4 Apr 96
Clark N Quinn

[quoting Wild, 3 Apr 96] Without wishing to step on Don Norman's toes here, its probably of some value to point out that Doris almost answers her own question: the terms she has highlighted as used by Don, are generally, alternative descriptors (albeit less precise) for "mental models" (or at least the mental models of Johnson-Laird's characterization).

I'd have to disagree. Not to say that Martyn's characterization of Johnson-Laird's use of the term "mental models" is wrong, but to argue for a tighter meaning for mental models. Obviously, I'm not speaking for Don (he's welcome to agree with me, of course :-), but I'd reserve mental models specifically for cognitive (qualitative) models of dynamic systems, and use "conceptual frameworks" as higher-level representations that organize disparate bits of knowledge, including mental models.

For instance, your conceptual frameworks for nuclear reactors may include a mental model of heating of a liquid to a gas to drive a turbine, but it may also include knowledge about the safety factors, a few specific incidents, the potential for spent fuel conversion to weapons, etc. As such, conceptual frameworks may incorporate a variety of knowledge, including declarative knowledge, causal knowledge, knowledge of common events, etc. In short, these conceptual frameworks are the organizing structures known variously as "schemas" or "frames" in the psychological literature.
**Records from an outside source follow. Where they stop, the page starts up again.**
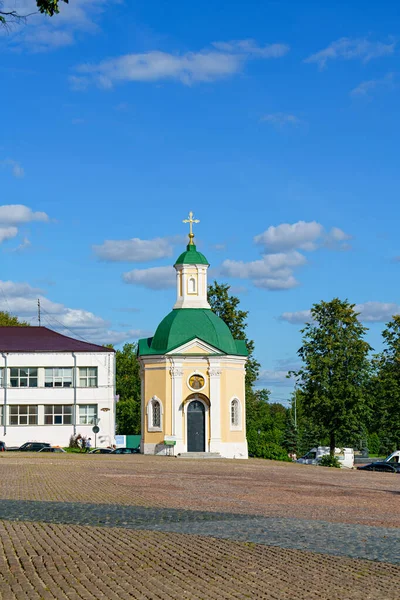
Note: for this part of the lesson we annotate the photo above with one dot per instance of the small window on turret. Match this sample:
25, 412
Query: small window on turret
192, 285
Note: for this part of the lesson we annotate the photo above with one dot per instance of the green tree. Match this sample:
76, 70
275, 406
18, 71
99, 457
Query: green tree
128, 388
47, 7
385, 388
227, 308
7, 320
335, 369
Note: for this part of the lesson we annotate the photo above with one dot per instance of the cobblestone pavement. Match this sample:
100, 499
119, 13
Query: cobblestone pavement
83, 527
39, 561
356, 541
266, 488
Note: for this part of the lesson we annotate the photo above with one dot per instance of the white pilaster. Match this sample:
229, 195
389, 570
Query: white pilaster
176, 393
214, 373
198, 298
143, 424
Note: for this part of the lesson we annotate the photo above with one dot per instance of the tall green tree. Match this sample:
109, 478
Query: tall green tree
385, 388
227, 308
47, 7
8, 320
335, 369
128, 388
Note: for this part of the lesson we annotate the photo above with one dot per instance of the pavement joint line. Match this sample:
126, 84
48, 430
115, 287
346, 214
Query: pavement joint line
380, 544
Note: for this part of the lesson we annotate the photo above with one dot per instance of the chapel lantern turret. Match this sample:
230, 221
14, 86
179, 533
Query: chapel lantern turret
191, 274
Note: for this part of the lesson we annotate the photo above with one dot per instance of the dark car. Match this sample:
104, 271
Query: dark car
126, 451
33, 446
383, 467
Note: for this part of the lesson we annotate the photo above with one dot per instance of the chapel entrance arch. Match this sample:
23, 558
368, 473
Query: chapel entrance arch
196, 424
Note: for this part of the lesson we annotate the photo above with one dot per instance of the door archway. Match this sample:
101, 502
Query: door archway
196, 426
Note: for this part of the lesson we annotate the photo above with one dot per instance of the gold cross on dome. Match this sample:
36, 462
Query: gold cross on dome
190, 220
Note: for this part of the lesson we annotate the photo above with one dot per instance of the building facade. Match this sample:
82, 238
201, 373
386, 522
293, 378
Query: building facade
53, 386
193, 373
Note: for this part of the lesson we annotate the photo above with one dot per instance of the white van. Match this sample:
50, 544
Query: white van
394, 457
313, 457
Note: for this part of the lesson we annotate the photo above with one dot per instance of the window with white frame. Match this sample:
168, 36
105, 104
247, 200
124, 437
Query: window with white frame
87, 376
88, 414
23, 414
23, 377
192, 285
58, 414
235, 414
59, 377
154, 414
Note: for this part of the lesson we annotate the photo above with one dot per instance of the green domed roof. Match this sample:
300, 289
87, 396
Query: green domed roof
184, 324
191, 257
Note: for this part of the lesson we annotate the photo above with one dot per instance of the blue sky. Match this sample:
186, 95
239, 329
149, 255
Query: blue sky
276, 122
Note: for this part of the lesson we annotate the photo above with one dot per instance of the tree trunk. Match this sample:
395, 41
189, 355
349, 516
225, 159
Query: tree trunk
332, 444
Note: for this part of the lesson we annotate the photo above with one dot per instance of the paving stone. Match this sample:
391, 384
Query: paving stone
116, 528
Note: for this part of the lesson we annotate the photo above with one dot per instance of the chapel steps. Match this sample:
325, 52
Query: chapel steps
199, 455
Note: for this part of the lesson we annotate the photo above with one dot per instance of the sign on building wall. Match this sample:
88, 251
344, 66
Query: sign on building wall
120, 441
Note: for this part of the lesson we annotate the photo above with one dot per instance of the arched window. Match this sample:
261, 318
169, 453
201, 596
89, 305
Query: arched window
235, 414
192, 285
154, 414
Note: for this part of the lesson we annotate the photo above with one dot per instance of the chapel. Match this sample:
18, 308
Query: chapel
193, 373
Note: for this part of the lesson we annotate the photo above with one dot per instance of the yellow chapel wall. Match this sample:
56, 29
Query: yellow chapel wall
190, 368
157, 382
232, 385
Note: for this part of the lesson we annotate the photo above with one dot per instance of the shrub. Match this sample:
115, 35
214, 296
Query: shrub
329, 461
374, 443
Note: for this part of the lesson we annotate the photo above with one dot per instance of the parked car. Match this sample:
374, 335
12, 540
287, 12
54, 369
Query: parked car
126, 451
382, 466
32, 446
313, 457
393, 458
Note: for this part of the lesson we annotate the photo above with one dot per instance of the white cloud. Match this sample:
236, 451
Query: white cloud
134, 250
350, 49
370, 312
273, 271
26, 243
21, 299
301, 235
14, 215
377, 312
223, 60
14, 166
40, 33
295, 318
7, 233
280, 119
155, 278
17, 214
366, 87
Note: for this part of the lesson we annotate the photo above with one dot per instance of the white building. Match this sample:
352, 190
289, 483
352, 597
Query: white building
53, 386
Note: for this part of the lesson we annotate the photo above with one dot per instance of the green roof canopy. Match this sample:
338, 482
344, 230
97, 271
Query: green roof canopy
185, 324
191, 257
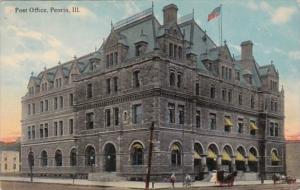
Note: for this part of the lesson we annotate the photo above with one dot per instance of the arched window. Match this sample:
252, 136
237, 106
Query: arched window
172, 79
44, 158
73, 157
275, 157
137, 154
30, 159
90, 156
58, 158
212, 91
176, 155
While the overarching schemas are necessary, I'd like to argue that good mental models are a most powerful reasoning mechanism. They allow us to understand systems, and as such they provide qualitative bases for prediction and explanation. And this is a capability that's been hard to address in the past but technology gives us new means to address.

Many systems are too dangerous, expensive, etc., to experiment with. With technology, however, we can create a simulation that allows safe exploration. Even more, we can provide building tools to construct our own models, which allows us to test our understanding in a different way (see my comments about exploration vs. construction in the my previous message [1 Apr 96]).

As a second issue, Don's notion of assessment is an issue I'm coming right up against.

[quoting Norman, 3 Apr 96] The best measure of performance of a person is performance itself, not retention, not artificial, abstract tests.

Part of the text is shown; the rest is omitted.